My DD could draw and recognise circles, squares, diamonds, stars and rectangles earlier than 23 months. She also recognised numbers and colours "early".
She has excellent vocab as well.
We have never thought that she is G&T - I thought it was really difficult to know until they were older as children can average out.
I just see my DD as great fun and enjoying what she tells me
If they're "brighter than average" they sass you earlier
pre school children have brains that develop at different rates. That is why some walk early, others talk early, etc etc. every child is different and obviously your childs brain has developed quickly in this specific area. I believe that every child has fantastic potential and it is very difficult to judge at such a young age. The brain is very complex and develops in different areas at different speeds. My 17 month old can talk brilliantly,every body comments at how well he chats and understands everythingyou say,but was a slow walker.

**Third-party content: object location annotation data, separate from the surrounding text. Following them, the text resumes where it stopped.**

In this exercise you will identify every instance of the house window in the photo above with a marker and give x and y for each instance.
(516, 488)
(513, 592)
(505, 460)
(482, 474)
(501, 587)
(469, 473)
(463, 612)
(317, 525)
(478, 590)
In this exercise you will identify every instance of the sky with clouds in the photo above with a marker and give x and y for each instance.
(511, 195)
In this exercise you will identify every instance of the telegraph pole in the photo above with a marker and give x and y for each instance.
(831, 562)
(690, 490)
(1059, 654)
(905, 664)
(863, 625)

My other son is 4 and excells physically. he can play football with amazing skill and can out run other kids easily. he has no interest. in sitting and drawing even though he is perfectly capable. children excell in what they enjoy and find easy. so it is fantastic that she can do this with ease. keep the learning fun and don't take the G & T thing too serious as it only measures one type of learning style. It doesn't measure learning but achievement which is a disadvantage for some children.

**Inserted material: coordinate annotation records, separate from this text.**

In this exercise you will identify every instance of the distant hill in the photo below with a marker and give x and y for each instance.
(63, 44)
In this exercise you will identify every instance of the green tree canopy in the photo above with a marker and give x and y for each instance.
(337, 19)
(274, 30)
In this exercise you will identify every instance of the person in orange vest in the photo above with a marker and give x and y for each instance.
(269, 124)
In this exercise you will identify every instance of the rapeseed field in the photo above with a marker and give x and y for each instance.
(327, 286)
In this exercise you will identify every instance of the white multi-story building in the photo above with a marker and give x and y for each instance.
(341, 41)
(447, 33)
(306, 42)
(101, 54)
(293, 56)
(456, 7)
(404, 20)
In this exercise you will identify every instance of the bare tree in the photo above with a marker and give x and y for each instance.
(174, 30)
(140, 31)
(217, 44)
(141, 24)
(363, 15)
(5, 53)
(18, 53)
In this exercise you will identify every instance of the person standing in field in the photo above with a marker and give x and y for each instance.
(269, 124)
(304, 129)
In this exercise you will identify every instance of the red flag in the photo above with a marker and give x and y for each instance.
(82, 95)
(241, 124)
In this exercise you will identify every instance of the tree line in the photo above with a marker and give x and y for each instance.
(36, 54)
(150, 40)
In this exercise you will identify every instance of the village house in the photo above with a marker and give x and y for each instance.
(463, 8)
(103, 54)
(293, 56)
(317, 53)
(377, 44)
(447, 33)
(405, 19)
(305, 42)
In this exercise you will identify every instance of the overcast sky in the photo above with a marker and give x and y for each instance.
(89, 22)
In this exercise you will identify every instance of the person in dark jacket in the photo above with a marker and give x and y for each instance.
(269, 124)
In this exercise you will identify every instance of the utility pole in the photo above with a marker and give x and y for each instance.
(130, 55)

ds1 was talking fluently in sentences well before 2 - he shocked the GP one day when he was about 22 months by telling her it was a very gloomy day outside (and it was )
he was very obviously different to other babies from a very early age - hyper-alert, very little sleep, smiling early, peals of laughter at 3 months, absolutely fascinating to be with but exhausting
he had his IQ tested at 5 (long story but there was a valid reason for it - part of a multi-disciplinary assessment process) and was found to be in the top 0.2% of the population
however, and this is a big however, he's now 11 and though he is obviously exceptionally bright he doesn't apply himself to any of his work really - he's so used to being able to 'get' things instantly that the moment he has to try he just turns off so I suspect that his younger brother (no idea what his IQ is, suspect quite a bit less than ds1 but probably still pretty high) will do much better academically than ds1
ds1 also has tourette's and asperger's which seem to be intimately bound up with the 'giftedness' so as far as I'm concerned the whole thing is very much a double-edged sword
sorry, have rambled there
Mimsum - v similar story here, too: before two, we had "intermittent rain", and DS lecturing mums at a coffee morning about things being at the "wrong angle". Now 6, he's just gone off the scale in the CAT tests that his school does instead of SATS. He seems to be the same in music.

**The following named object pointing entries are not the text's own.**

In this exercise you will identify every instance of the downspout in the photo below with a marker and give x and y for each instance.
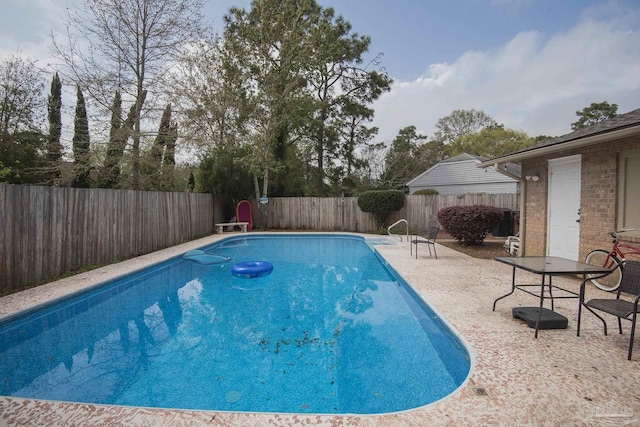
(522, 228)
(523, 210)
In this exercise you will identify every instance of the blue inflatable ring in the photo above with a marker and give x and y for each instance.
(251, 269)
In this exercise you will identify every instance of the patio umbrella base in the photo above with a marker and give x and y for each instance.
(548, 319)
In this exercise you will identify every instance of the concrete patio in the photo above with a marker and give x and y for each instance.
(556, 379)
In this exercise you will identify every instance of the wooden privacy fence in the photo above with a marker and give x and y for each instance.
(343, 214)
(48, 231)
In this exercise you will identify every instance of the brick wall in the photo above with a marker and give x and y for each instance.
(598, 202)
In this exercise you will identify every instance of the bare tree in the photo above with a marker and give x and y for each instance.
(128, 45)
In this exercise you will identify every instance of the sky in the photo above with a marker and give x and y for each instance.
(529, 64)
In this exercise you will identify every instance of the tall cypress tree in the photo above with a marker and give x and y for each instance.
(81, 153)
(169, 159)
(54, 148)
(110, 173)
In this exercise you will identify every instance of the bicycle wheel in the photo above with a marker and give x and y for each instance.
(601, 258)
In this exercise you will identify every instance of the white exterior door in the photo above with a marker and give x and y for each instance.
(563, 212)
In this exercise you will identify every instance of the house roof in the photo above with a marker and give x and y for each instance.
(620, 126)
(512, 170)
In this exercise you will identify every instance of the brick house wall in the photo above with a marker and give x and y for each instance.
(598, 198)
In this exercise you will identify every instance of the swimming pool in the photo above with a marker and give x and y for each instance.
(331, 330)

I already worry about how he'll respond when he comes across something that might involve him having to try at something that doesn't come naturally.
Sounds fab - but the down-sides of this kind of thing are massive, though. Overall, I find my DD (bright, but not unusually so) far easier to deal with. Now I am rambling, too!
Short version, flipflops: if your DD really does have a gift, it won't go anywhere. Knowing whether or not it's early for her to be doing these things won't help either of you at this stage, so I should just enjoy what she's producing, and respond to her requests/needs without analysing them too much!
Au contraire, LynetteScavo, my dd (just 3) isn't advanced at anything at all.
I'm very impressed by these tales of bright-as-buttons nippers. Mine still can't draw a circle, a square, or a face. And yes, I went to art school!
She is of course the best kid in the world. Just in slightly indefinable ways...
Everyone tells me how bright my 22month is. He can say a few words and draw scribbles on walls. He also claps the choir at church and shouts 'more'.